Kadın o cazip ve çekici kahkahasından sonra devam etti:
"Özgüven eksikliği mi?" dedi ve arkasına yaslanmış şekilde otururken birden öne gelip kollarını masanın üzerine yasladı.
"Ne var, biliyor musun? Boş biri değilsin; psikolojik unsurlara karşı direncin yüksek. Uzun süre sessizlik sonucunda merakın artmıyor, artsa bile soru sormaya başlamıyorsun. Giyim, dekorasyon seni korkutmak yerine ruhuna dokunuyor, sanatçı bir kişiliğin olduğu buradan belli. Ayrıca çekici kadınlar senin için bir şey ifade etmiyor."
Ve Hyunjin, bir yazardı.
"Bu çıkarımların kaynağını merak ettim, neye dayanarak söylüyorsun bunları?"
"Seo-jeong'un o bakışına nasıl kayıtsız kalabilirsin ki? Anlamıyorum açıkçası. Ben bile o kadının her hareketine bayılıyorum."
"O da kim?"
"Lacivert saçlı."
"Senin ilgini çekiyorsa, buyur."
"İma yapma, sevmem."
"Pekala, ama neden anlattın bunları bana?"

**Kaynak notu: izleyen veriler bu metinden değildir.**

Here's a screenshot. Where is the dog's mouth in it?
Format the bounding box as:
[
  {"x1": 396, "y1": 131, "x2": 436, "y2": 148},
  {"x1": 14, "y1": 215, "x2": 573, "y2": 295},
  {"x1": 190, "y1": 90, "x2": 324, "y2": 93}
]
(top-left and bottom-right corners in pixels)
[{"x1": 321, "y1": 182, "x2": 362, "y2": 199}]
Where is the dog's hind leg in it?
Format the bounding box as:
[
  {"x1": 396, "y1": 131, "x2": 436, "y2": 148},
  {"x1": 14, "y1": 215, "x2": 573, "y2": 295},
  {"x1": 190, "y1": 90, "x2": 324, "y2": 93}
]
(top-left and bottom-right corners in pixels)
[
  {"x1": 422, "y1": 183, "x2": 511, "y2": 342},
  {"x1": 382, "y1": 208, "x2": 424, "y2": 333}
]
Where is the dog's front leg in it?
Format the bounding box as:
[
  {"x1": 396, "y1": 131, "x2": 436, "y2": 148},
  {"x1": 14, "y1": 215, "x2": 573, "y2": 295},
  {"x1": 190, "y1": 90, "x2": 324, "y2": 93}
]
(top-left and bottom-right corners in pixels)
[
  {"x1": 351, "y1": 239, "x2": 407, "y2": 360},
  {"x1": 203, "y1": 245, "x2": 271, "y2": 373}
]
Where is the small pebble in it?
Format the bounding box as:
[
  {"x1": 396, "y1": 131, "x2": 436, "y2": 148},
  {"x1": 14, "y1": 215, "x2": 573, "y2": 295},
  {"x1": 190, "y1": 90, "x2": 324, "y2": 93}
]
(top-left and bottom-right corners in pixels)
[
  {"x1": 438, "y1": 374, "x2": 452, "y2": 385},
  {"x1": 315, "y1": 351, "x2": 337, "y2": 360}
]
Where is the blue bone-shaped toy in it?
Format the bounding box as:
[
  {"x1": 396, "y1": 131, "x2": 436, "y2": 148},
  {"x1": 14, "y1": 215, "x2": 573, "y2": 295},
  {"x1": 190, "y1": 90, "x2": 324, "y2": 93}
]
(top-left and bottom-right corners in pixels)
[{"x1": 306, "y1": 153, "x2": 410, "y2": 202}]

"Ah, evet. Şey diyordum... Bu kadar donanımlı olmana rağmen çok ucuz bir taktikle bana geri psikolojik baskı kurmaya çalışıyorsun. İşte, bu yakışmadı sana."
"Ne?"
"Bilinçaltını etkileyecek ve aşırı düşünmeye sebep olacak belli kalıp sözleri söyleyip beni gaza getirmeye çalıştın. Çünkü ben bana dediğin" özgüvensiz" iması üzerine gaza gelecek ve sana yüzümü gösterecektim. Yani senin istediğin buydu."
"Siyah pelerinden ibaret değilmişsin, sevindim."
"Ben de."
"Her neyse, istediğini -ya da artık her kim istediyse- aldığına göre ben gidiyorum."
Ardından Hyunjin ayağa kalktı ve kapıya kadar yürüdü. Tam kapının pervazına geldiğinde kadın:
"Boş A4 kağıtları için teşekkürler." dedi.
Hyunjin o karton zarfa fotoğrafları değil, boş A4 kağıtları koymuştu.
Çünkü alan kişinin hemen zarfı açıp bakmayacağını biliyordu.
ŞİMDİ OKUDUĞUN
Secret.(Place+Plans)=?
FanfictionGizli yer + gizli planlar. Garip geliyor kulağa. Bizim de bir şeyden haberimiz yok. Sadece 8 çocuk bir araya gelmiş ve birilerinin peşinde koşturuyorlar. Hepsinin iki farklı kişiliği var. Kimseye belli etmemeliler ve görevlerini tamamlamalılar. Peki...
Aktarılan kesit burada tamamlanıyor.